Monday, February 28, 2005

EMERGENCY BALLAST 911!

For those of you that work in offices that have lay in flourescent lighting and have ever experienced a power outtage, you may have noticed that one or more of those fixtures stayed lit allowing you to make your way out of the room without clearing your desk of that mad collage of pictures, collecter coffee cups and whatever doo-dads you have scattered around your desk to remind you that you have a life beyond the cubicle.
You can thank an electrician for saving your prized collection of glass kitties holding balloons from a fate worse than death.
I had the honor of wiring in 3 emergency ballasts today...I won't go into the boring details, but it is a royal pain in the ass. But we do it for you, and your safety, and your inability to carry a lighter or a flashlight, just in case you find yourself in the dark. Don't laugh, I carry both. At all times. In case I find myself in the dark. And being a FNG electrician, darkness happens sometimes. It's the learning curve. Sometimes it follows an explosion, but not always.

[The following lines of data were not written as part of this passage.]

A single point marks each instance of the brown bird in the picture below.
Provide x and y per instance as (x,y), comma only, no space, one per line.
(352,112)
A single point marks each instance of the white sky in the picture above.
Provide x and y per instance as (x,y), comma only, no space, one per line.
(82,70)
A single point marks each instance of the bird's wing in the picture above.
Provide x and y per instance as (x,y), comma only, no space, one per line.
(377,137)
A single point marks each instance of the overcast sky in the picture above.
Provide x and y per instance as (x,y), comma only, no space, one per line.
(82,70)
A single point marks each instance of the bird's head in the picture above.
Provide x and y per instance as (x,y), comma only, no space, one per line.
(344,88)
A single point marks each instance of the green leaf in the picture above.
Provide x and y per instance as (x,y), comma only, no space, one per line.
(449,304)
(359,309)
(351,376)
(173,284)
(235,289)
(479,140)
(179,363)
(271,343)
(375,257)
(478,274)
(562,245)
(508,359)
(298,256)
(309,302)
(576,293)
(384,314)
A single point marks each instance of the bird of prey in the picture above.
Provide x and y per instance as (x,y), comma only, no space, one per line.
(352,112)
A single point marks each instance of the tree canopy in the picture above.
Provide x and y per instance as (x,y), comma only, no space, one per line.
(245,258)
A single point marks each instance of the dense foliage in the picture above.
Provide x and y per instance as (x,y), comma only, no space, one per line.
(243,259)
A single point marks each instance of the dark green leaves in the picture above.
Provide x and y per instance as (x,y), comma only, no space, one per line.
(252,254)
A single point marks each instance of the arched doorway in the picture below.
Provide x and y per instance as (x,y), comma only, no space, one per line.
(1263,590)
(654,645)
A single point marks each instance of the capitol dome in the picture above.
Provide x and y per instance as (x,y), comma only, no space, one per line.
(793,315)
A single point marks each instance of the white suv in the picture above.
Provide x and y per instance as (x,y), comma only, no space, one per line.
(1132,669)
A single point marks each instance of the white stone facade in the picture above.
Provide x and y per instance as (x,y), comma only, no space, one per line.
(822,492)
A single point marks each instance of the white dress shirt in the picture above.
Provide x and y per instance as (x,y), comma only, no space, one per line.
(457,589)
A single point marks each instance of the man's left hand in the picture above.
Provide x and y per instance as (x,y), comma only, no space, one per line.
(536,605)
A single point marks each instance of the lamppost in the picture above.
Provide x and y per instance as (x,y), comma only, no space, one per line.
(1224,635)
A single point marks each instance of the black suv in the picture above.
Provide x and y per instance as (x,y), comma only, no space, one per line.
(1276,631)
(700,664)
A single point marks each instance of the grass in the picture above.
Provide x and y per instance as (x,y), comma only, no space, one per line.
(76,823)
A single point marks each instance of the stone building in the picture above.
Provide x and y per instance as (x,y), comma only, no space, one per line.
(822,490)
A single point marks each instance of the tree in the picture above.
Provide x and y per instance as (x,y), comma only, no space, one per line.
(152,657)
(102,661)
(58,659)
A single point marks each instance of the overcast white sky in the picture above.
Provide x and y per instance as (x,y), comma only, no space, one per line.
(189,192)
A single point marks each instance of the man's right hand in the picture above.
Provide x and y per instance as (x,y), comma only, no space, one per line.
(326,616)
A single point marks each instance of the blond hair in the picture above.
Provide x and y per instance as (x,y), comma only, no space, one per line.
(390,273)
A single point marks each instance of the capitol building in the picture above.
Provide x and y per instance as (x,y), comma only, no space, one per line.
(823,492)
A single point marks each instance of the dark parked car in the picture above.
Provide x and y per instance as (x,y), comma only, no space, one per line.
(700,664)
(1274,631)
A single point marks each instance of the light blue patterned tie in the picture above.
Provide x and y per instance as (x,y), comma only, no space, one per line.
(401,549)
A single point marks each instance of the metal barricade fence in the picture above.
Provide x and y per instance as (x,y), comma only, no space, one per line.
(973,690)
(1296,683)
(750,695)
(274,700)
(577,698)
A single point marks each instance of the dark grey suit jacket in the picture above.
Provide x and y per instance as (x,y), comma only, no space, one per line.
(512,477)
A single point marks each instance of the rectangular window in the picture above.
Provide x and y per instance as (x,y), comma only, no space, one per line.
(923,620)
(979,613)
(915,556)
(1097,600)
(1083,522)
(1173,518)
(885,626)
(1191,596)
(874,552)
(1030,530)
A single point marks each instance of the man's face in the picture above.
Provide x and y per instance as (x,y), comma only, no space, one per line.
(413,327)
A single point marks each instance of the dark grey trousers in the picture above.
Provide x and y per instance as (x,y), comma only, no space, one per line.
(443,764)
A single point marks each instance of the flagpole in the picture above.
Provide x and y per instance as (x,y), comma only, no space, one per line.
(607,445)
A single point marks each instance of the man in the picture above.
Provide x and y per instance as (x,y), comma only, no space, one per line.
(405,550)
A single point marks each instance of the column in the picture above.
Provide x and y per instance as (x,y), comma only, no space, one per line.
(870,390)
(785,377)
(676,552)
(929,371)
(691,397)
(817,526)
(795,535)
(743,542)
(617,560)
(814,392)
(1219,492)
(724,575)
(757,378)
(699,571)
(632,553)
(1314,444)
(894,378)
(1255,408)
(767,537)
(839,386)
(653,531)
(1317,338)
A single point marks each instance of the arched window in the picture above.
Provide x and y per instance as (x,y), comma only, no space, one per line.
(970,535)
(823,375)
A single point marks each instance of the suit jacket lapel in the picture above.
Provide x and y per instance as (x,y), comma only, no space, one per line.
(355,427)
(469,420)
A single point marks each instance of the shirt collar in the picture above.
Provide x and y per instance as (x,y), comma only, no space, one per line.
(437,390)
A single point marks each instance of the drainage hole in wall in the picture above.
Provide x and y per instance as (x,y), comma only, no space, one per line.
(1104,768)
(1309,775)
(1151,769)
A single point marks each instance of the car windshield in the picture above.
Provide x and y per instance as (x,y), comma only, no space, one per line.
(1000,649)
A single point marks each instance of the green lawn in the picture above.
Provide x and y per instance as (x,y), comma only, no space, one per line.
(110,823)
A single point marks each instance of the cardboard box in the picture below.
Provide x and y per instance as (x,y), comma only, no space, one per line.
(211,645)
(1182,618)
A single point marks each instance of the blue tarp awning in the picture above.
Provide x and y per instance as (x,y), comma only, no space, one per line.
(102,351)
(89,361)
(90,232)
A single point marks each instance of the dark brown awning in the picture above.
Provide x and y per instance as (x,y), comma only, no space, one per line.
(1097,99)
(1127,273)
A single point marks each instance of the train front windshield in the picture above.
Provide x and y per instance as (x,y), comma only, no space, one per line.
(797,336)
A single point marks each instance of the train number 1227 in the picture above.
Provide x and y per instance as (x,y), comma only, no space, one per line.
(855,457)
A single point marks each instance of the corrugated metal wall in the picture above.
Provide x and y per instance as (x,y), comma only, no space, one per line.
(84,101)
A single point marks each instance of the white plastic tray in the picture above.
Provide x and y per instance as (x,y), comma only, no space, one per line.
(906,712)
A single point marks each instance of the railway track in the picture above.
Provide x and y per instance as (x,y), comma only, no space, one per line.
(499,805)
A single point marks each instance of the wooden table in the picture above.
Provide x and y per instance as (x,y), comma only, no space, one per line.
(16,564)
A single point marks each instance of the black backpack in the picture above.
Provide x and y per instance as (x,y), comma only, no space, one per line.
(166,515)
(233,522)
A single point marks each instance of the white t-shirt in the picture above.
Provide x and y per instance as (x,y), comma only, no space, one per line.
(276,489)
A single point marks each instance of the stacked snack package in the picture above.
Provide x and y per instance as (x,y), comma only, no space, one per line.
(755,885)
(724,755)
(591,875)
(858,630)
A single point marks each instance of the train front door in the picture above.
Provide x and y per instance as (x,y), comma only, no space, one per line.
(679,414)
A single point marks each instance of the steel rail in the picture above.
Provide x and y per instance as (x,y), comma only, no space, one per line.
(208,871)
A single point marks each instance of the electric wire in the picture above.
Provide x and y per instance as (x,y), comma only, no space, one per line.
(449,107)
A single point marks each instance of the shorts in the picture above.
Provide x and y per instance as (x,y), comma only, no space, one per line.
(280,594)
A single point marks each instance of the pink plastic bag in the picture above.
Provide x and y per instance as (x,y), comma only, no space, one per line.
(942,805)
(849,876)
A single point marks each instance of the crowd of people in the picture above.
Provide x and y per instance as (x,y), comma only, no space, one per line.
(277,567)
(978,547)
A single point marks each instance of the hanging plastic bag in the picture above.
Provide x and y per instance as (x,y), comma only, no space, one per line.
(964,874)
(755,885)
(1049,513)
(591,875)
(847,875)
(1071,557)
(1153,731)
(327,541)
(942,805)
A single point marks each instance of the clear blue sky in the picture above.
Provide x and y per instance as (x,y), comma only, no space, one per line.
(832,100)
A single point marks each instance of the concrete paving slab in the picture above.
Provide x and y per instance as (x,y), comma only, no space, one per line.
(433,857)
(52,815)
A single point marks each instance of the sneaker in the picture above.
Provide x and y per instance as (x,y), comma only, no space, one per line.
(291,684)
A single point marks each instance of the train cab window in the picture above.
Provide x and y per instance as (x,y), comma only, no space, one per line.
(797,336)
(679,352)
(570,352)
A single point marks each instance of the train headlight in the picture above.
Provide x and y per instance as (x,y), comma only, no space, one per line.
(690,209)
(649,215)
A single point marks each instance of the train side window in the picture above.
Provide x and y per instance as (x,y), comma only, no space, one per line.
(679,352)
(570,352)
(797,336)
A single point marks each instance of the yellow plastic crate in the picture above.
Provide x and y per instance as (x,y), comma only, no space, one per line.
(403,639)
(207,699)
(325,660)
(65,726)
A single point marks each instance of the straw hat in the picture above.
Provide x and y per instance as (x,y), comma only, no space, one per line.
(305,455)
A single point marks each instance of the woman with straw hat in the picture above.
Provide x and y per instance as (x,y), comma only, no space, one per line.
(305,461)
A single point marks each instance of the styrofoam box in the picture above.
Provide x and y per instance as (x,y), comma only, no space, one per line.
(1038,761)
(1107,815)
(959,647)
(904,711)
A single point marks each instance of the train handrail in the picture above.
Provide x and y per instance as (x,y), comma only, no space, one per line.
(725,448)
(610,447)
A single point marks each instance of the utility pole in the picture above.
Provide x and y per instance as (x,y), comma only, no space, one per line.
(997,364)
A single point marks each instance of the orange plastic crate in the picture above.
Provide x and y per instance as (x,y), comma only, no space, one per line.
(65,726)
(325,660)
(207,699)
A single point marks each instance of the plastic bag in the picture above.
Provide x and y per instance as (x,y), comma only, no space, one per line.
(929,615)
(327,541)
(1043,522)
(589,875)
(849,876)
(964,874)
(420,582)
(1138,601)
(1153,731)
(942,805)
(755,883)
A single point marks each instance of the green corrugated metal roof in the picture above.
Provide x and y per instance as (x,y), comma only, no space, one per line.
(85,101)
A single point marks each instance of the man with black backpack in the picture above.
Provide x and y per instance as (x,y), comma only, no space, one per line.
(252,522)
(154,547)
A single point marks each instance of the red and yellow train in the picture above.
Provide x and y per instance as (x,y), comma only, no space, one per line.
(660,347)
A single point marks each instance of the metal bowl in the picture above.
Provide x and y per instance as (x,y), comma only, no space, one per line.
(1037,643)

Anyway, back to the emergency ballasts. Wires...lots of wires, everywhere. The mission is to figure out which wires off the ballast go to the wires already in the fixture. That depends on the type of fixture you're dealing with. The emergency ballast comes with instructions covering at least 10 schematics. You have to figure out what kind of ballast you have, is it instant or rapid start? How many lamps do you have in the fixture? What's the voltage? 120? 277? Did I mention the people who wrote these instructions also were responsible for the translation of gideons bible to the head of a fucking pin? It's true. And the lights are off. So...it's fucking tiny tiny writing and diagrams, and you can't see them because it's fucking DARK. (That's why I have a flashlight...but that eliminates a hand, which opens a whole new door of frustration ).
I'm ok with up to 6 or 8 wires, provided they line up color wise. But the wires coming out of the emergency ballast are like medusa. Orange or black? Yellow or yellow with a black stripe? Blue or blue/white? Red/white...there's 2 of those...white? AAAAAAUUUGHHHHH! I am overwhelmed.
And today is the day my journeyman decides I need to learn how to read and translate schematics and hook these emergency ballasts up on my own. He didn't help as much as he challenged my questions about what goes where. He answers my questions with questions of his own, he tries to trip me up. Needless to say, I traced and wired the third ballast on my own with no questions asked, and there was no explosion. It worked.
So, the next time you look up at the pencils you've lodged in the suspended ceiling and notice that little red light inside the fixture and say to yourself " I wonder what that is"? It's your emergency ballast bitch. The one that's gonna save your sea world magnetic paper clip holder from flying across the floor in case the lights go out. And you've got me to thank for it.
You can call me.
Thank you journeyman, for making me think.